Hi, friends I have finished call variants via GTAK best practices(joint-call) with 20 WES samples. My goal is to find the genes that may causes the disease from these 20 samples, I also tried some tools and methods, but I don't whether they are rigth. So, Is there a good guidance documentation like GTAK best practices to get my target?
I have tried an annotation tool named annova,
First, I transform vcf into the annova input format, more precisely, I got 20 annova input file for each sample.
convert2annovar.pl -format vcf4 relapse.filtered.snps.indels.vcf -allsample -filter PASS -out out/relapse
For each sample, I did the following:
1.filtering the irrelevant variants via 1000 Genomes Project dataset with MAF=0.01
2.annotating each variants with gene info, due to the data is WES, I got the "exonic variantfunction"
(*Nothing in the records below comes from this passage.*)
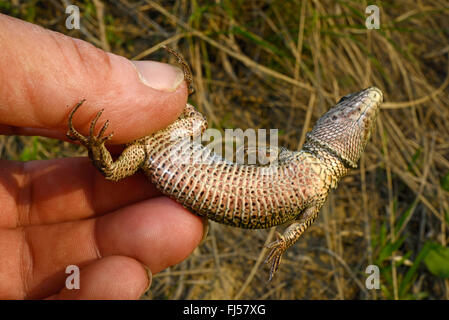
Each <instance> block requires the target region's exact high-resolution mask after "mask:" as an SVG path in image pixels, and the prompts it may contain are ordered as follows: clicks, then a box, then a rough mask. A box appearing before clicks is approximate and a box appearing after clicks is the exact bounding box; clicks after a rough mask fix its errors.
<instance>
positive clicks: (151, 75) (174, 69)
mask: <svg viewBox="0 0 449 320" xmlns="http://www.w3.org/2000/svg"><path fill="white" fill-rule="evenodd" d="M132 63H133V64H134V65H135V66H136V69H137V73H138V74H139V78H140V81H142V83H144V84H145V85H147V86H149V87H151V88H153V89H156V90H160V91H167V92H173V91H175V90H176V89H177V88H178V87H179V86H180V85H181V83H182V82H183V81H184V72H183V71H182V70H181V69H180V68H178V67H175V66H172V65H169V64H167V63H162V62H156V61H132Z"/></svg>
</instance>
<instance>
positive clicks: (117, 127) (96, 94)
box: [0, 14, 187, 143]
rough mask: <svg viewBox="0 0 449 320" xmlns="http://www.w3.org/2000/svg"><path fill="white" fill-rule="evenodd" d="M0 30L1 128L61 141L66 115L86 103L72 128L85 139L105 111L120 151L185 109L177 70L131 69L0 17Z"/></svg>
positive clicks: (65, 41)
mask: <svg viewBox="0 0 449 320" xmlns="http://www.w3.org/2000/svg"><path fill="white" fill-rule="evenodd" d="M0 30H2V32H1V33H0V47H1V48H2V50H0V70H2V72H0V105H1V106H2V107H1V108H0V119H2V124H3V125H4V126H5V127H8V126H9V127H11V126H13V127H14V126H15V127H28V128H45V129H48V130H53V131H56V132H59V133H65V131H66V130H67V115H68V113H69V111H70V110H71V108H72V107H73V106H74V105H75V104H76V103H77V102H79V101H80V100H81V99H83V98H85V99H86V103H85V104H84V105H83V107H82V108H81V109H80V110H79V112H78V113H77V114H76V117H75V119H74V125H75V127H76V128H77V129H80V131H81V132H82V133H86V132H87V128H88V126H89V123H90V120H91V119H92V117H93V116H94V115H95V114H96V113H97V111H98V110H100V109H105V113H104V116H103V117H102V120H104V119H109V120H110V123H111V128H113V129H114V132H115V136H114V138H113V142H114V143H123V142H125V141H130V140H133V139H135V138H139V137H142V136H144V135H147V134H148V133H151V132H154V131H157V130H159V129H161V128H164V127H166V126H167V125H168V124H169V123H171V122H172V121H174V120H175V119H176V118H177V116H178V115H179V114H180V113H181V111H182V110H183V108H184V106H185V104H186V101H187V88H186V85H185V83H184V75H183V72H182V71H181V69H179V68H177V67H173V66H170V65H168V64H163V63H158V62H150V61H146V62H137V63H133V62H131V61H129V60H127V59H125V58H124V57H120V56H117V55H114V54H111V53H107V52H104V51H102V50H100V49H98V48H95V47H94V46H93V45H91V44H89V43H87V42H84V41H81V40H78V39H74V38H70V37H67V36H65V35H63V34H60V33H57V32H53V31H49V30H45V29H43V28H41V27H39V26H36V25H33V24H30V23H27V22H24V21H21V20H18V19H15V18H12V17H9V16H6V15H2V14H0ZM36 48H45V50H36ZM17 52H21V54H20V55H18V54H17ZM5 127H4V128H5Z"/></svg>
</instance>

intronic KCNMA1 chr10 77008214 77008214 T C het 127.30 51 exonic CDHR4 chr3 49795287 49795287 C T het 8460.17 274 exonic CLCN5 chrX 50081733 50081733 A G hom 69769.27 255 intronic TUFT1 chr1 151566031 151566031 - C hom 7453.64 18 intronic PDE4D chr5 60147674 60147674 T G het 1524.08 112 intronic USF1 chr1 161041947 161041948 GA - het 2536.97 91 intronic RPS6KB2 chr11 67432552 67432552 A G het 2772.98 156 intergenic LINC01296(dist=73295),DUXAP10(dist=113998) chr14 19180792 19180792 C A het 2378.33 172
3.Combining there 20 output file with .MAF format to generate a waterfall plot, however, the percent of mutant is almost 100%, I don't think that is a right result.